Saturday, January 19

Carmen to Las Blancas Lagoon 2400 LAND AT LAS BLANCAS LAGOON. (And how!) (Flying time 6 hours, 45 mins.)

Aboard Asulinak, anchored off the eastern coast of Yucatan. We are in a pretty pickle, and this is how it came about: I had a hunch that it was too late in the day to start from Carmen, because it is 400 miles to the tip of Yucatan and then quite a long distance across to Havana, but nothing could have stopped us when once full clearance was given, and we took off in a stiff breeze, getting up with the heaviest load we have handled in a long time, 210 gallons. A course was laid straight across the Bay of Campeche to Progreso and then eastward to Cape Catoche. Bob called Sayville, and wired Ambassador Daniels that we were under way again, and then began picking up local stations. One of these operators was quite chummy, and kept referring to Bob as "my fellow" and "my friend", so Bob impertinently replied "O.K., amigo mio", and threw in some entertaining asides over the inter-phone. All this time we were struggling in the teeth of a strong southeast wind, and I was flying just as low as could be to minimize the amount by which it act us back. Eventually I cut the margin to fine and left the antenna weight on a wave, which merely added to Robert's troubles.

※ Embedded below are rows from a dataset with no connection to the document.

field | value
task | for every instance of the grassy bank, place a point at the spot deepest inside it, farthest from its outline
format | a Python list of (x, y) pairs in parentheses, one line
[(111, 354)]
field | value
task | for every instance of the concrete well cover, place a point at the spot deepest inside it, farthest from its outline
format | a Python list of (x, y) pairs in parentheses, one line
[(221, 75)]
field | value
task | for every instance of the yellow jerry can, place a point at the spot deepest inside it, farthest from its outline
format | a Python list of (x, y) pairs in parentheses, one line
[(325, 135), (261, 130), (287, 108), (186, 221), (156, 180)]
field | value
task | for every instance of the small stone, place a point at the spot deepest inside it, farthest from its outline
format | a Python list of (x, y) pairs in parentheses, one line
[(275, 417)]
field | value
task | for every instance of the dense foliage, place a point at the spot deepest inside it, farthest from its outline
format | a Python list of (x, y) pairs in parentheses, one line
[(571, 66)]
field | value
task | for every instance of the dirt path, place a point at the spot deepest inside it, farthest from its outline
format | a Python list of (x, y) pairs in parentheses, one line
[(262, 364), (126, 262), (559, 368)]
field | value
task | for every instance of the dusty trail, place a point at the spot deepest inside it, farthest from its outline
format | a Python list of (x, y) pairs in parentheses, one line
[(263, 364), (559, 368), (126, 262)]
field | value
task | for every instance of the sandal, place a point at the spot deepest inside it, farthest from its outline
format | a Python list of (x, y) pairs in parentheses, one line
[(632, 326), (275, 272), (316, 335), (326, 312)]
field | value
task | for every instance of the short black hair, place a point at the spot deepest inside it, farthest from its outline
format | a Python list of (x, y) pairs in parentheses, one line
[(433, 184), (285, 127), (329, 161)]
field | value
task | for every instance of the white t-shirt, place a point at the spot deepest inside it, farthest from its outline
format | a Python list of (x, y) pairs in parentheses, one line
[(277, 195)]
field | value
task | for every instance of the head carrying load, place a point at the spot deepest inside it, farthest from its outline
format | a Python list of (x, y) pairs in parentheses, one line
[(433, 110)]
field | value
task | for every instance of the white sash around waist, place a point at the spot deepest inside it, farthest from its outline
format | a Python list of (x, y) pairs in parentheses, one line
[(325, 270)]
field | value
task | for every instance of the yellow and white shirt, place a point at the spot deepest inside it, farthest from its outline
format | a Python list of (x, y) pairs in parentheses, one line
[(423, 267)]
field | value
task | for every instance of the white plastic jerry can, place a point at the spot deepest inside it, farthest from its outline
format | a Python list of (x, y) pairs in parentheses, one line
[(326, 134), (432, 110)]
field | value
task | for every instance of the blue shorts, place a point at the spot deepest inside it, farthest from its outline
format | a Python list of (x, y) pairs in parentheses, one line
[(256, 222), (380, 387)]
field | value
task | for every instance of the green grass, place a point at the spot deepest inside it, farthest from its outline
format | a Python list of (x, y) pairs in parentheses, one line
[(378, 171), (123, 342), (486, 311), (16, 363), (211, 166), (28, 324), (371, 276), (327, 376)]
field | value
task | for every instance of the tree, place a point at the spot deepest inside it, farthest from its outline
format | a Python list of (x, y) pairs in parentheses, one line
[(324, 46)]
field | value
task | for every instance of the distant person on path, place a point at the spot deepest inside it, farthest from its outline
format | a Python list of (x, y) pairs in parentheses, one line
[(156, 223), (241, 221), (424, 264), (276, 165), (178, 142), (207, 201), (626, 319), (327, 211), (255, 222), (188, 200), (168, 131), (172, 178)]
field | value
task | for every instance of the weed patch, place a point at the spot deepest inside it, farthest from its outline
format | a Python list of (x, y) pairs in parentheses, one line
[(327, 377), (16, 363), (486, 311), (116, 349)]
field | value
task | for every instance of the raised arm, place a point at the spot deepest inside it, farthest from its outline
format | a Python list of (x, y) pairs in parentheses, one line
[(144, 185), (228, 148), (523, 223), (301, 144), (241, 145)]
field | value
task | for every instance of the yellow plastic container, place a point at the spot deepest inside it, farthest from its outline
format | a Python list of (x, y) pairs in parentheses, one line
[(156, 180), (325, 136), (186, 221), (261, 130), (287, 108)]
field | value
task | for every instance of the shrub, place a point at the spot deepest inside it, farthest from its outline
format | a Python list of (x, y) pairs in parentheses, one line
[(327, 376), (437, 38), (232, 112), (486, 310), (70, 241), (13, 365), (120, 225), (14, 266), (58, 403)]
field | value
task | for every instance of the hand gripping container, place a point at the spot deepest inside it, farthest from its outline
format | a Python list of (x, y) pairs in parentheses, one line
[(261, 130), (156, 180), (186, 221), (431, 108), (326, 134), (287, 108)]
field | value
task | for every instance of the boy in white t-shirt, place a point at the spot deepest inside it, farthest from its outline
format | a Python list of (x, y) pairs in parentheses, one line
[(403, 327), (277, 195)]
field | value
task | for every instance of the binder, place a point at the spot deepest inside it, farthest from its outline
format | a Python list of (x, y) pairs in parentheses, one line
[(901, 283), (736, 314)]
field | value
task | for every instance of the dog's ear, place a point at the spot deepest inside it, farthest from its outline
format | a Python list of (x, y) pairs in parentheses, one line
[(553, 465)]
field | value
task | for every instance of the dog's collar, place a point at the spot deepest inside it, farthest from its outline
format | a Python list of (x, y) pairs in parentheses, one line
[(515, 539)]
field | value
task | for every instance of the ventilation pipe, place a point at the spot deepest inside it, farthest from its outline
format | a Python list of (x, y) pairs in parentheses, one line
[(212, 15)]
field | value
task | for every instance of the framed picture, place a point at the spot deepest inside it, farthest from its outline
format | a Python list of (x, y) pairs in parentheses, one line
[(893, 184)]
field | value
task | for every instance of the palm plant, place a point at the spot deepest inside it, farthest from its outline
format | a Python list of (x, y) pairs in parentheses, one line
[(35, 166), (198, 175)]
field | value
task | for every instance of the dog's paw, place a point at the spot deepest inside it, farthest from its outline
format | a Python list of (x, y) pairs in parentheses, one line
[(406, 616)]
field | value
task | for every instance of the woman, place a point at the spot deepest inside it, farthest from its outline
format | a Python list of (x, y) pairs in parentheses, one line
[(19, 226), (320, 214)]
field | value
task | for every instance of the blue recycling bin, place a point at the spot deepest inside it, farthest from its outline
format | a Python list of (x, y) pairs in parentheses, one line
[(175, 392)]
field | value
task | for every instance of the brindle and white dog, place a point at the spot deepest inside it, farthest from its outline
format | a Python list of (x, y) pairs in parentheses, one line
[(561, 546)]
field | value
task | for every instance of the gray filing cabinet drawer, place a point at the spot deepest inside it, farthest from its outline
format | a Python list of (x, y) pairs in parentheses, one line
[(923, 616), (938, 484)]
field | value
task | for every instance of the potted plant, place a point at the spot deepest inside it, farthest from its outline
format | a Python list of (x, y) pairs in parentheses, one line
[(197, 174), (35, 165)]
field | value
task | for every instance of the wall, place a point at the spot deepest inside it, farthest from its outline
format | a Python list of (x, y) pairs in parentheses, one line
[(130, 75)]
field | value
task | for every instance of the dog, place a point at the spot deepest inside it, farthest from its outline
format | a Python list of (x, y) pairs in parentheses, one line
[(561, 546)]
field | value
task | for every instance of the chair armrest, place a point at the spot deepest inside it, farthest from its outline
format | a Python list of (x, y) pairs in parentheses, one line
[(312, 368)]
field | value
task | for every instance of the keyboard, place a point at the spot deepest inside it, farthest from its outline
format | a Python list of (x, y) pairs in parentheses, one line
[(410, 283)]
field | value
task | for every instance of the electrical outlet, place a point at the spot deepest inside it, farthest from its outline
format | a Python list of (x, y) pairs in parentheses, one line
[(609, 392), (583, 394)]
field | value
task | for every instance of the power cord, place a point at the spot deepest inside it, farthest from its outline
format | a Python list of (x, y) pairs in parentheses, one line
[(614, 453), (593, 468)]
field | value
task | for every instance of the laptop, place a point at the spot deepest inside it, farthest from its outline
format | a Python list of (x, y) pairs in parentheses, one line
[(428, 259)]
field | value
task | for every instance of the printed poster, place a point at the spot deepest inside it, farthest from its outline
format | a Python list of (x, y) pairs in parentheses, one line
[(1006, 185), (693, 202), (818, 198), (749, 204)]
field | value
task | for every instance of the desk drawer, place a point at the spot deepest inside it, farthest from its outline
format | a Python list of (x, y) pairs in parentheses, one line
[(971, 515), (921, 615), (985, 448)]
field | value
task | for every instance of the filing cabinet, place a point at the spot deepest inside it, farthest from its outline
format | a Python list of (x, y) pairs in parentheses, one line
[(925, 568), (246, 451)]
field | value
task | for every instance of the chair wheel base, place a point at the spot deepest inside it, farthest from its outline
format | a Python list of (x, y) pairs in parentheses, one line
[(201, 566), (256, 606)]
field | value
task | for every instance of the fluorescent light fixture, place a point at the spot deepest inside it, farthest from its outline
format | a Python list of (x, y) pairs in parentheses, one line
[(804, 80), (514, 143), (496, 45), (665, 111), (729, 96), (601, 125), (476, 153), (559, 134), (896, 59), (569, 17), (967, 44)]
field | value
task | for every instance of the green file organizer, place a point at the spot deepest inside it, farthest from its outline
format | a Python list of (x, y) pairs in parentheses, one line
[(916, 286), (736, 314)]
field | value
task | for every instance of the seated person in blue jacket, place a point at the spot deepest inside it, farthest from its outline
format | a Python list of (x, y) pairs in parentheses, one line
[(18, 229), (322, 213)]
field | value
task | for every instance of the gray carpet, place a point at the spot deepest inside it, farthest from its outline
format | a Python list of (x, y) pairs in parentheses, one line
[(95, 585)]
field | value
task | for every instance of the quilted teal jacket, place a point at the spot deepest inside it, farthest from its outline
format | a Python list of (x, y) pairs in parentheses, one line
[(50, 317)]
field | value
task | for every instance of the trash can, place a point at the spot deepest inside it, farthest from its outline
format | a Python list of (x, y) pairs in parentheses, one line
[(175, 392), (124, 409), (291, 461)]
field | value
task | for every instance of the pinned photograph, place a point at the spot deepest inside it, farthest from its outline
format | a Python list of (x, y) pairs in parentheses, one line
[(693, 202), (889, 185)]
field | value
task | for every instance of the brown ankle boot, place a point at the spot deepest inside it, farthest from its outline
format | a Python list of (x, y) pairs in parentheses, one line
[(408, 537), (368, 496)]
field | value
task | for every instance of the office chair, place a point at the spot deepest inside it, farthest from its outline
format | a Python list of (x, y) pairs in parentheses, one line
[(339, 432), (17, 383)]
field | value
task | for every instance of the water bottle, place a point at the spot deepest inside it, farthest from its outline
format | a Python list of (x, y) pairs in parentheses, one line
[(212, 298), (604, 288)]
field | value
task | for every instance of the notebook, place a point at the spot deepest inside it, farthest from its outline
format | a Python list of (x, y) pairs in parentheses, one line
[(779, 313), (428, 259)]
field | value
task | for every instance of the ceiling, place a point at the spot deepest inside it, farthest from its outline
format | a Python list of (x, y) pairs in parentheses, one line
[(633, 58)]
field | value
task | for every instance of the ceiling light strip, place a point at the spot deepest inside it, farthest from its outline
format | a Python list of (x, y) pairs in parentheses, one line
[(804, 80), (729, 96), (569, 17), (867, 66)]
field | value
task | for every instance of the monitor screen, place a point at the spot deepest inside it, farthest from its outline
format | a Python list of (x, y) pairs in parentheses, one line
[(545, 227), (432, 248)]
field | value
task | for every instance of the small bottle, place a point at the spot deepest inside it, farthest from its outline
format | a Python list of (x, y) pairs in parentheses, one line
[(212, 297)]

We should have gone directly over Cape Cactoche in order to take a good departure for Cuba, and I was careless to have veered away from the coast some 60 miles too soon. As a result neither of us knew at just what point we had left the Mexican coast and started out over the open Gulf for the island of Cuba. An hour and a half later began to realize that we were temporarily lost; we had been careless about drift readings, we were uncertain of our line of flight, Cuba had not appeared in sight, and the sun was due to set in 20 minutes. Whether it was a wise decision or not, I gave up any further flight toward Cuba and after climbing to 4000 feet to have a good last look around, started back toward the Yucatan Peninsula, which sticks out bluntly into the Gulf. We quartered southward and sighted land finally against the last remnant of sunset glow. By the time the coast was reached it was quite dark and the moon had not yet appeared. Charts showed a series of reefs about 10 miles off shore and counted on these to give us enough protection for a landing. As quickly as possible I reached the shore, which was still dimly visible, and swung about for a landing, with both lights turned on.

We struck the water just as though it had been solid rock, and I was certain that we had landed on a reef. So soon as momentum was lost Bob jumped to the floor to see which side was going to sink first, while I endeavored to turn about. The plane was unmanageable, and I was more than ever convinced that one of the pontoons had a great gaping hole. I succeeded finally in turning it in the opposite direction, the left float being completely submerged as we wheeled around. I opened the gun and rushed for shore, hoping to sink it in shallow water. We were still afloat as the landing lights began to show up the trees, so I let it weather cock, waited a moment, and then called for the anchor. We were in about 4 feet of water. We have been here half an hour and nothing further seems to have gone wrong, so we are beginning to doubt that the pontoons are damaged at all. We are also realizing what a violent wind is blowing (about force 7), as the airplane is pitching and tossing so badly that we are both getting seasick. We are here for the night, and Bob is getting the tidal schedule from Merida 200 miles away. It would be a shame to have the ship break up on rocks on account of falling tide.

That report may have saved us from disaster. We started the engine and taxied out into deeper water. There is no list of the ship to either side and I feel quite certain that the pontoons are sound. It certainly is rolling badly and our heads are reeling! I have swung the hammock underneath the left wing, and Bob is making a couch on the folding seats. I wonder how much sleep there will be?